Thankfully I have a wonderful family here to celebrate the holidays, so we’ve had a Thanksgiving dinner, two Christmas dinners, and we still haven’t even finished the Christmas celebrations yet. There are some family friends from Germany that are now stationed at the Army base just north of Cheonan and I’ve gotten to see them several times (and eat American food on base! Woo!) and enjoy the company that they bring (plus it’s like having yet another set of adoptive parents). There are many wonderful people here and I’m glad that I’m able to spend the holidays with them. Soon we’ll be going ice skating (they will, my tailbone can’t take the abuse that ice skating tends to dish out) up in Seoul and having even more Christmas related fun.

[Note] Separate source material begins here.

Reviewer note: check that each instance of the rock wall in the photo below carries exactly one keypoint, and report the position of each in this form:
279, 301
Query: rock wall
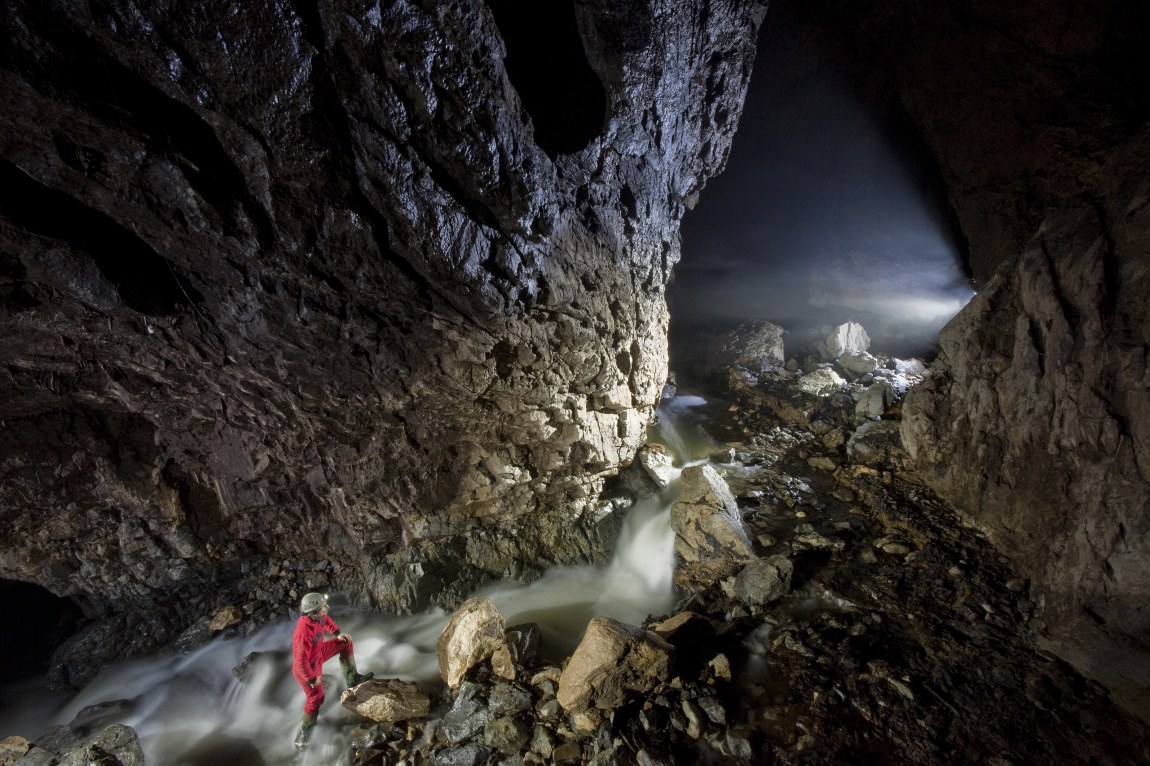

This picture is from the games we were playing after the Thanksgiving dinner.
So, fun facts about Christmas in Korea. In Korea, it’s only been a nationwide holiday (where everyone gets off work) for about 2 years. It’s generally considered to be a holiday that is celebrated only by Christians and couples, and has no real cultural relevance to everyone else. Korea is a little obsessed with the whole couples thing, and Christmas has become one of the many holidays where that is emphasized. However, for all of the Koreans who are single, they have the option of saying, “I’m spending Christmas with Kevin.” This is in reference to the movie Home Alone, which is apparently a Korean holiday classic that is shown every Christmas, and many other holidays besides. Funny what things tend to become popular across cultures.

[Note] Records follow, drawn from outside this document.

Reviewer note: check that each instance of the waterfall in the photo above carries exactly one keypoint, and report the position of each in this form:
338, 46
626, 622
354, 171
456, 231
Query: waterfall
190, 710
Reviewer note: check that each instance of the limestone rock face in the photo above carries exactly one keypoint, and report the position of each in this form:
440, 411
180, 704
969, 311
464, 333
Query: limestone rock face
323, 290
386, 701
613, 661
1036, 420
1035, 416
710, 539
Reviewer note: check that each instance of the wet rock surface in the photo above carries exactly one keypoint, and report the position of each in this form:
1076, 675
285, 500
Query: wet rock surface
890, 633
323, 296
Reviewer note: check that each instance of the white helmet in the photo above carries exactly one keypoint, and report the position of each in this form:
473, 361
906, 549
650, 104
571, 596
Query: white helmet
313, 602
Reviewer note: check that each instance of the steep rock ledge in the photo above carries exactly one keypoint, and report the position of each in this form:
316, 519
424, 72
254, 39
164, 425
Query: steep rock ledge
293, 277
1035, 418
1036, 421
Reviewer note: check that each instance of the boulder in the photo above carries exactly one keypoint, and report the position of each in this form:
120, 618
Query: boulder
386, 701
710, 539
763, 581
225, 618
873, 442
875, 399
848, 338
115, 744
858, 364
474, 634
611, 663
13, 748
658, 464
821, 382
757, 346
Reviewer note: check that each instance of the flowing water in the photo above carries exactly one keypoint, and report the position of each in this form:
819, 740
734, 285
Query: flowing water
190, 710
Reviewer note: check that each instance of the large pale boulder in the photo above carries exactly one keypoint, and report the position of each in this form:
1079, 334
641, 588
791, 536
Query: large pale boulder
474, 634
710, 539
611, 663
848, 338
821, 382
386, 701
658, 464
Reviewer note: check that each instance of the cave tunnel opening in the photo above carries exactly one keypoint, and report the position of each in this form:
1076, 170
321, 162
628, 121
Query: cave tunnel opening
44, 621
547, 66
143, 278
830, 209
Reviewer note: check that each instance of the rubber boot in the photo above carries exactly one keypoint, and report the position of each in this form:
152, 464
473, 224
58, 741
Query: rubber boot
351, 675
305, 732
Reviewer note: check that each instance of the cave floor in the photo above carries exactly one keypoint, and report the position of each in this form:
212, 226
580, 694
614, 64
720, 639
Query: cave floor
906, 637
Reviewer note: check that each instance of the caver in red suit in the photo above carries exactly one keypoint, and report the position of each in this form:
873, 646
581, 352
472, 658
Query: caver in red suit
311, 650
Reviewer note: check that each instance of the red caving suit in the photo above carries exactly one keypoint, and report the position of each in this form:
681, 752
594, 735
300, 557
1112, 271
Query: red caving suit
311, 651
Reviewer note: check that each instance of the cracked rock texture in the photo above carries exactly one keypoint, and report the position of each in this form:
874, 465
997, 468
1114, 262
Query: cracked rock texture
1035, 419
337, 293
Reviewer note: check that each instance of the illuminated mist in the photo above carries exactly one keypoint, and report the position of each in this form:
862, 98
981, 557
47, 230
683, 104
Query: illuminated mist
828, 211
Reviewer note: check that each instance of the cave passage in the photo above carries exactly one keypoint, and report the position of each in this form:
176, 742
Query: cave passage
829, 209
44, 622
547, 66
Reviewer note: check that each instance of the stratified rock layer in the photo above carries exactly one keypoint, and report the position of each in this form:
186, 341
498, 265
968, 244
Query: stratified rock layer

In other news, I also have recently been able to take a day trip to the south-eastern coast of Korea at Busan, and that was very neat. Apparently the world’s largest department store is there (Yes, I got some pictures of it thanks to sneaking up the elevator of a hotel right across the street) and there are a lot of neat museums and other stuff. I was only there for about a day, so I didn’t get to see too terribly much, but enough to know that I want to come back and do some hiking and see some more museums. If you want to see the pictures from that, check the end of this album: https://www.facebook.com/media/set/?set=a.10153227621700534.1073741828.668415533&type=1&l=fccfb14d55
I’ve also been given the allowance to grow a beard until Christmas, so I am taking full advantage of that!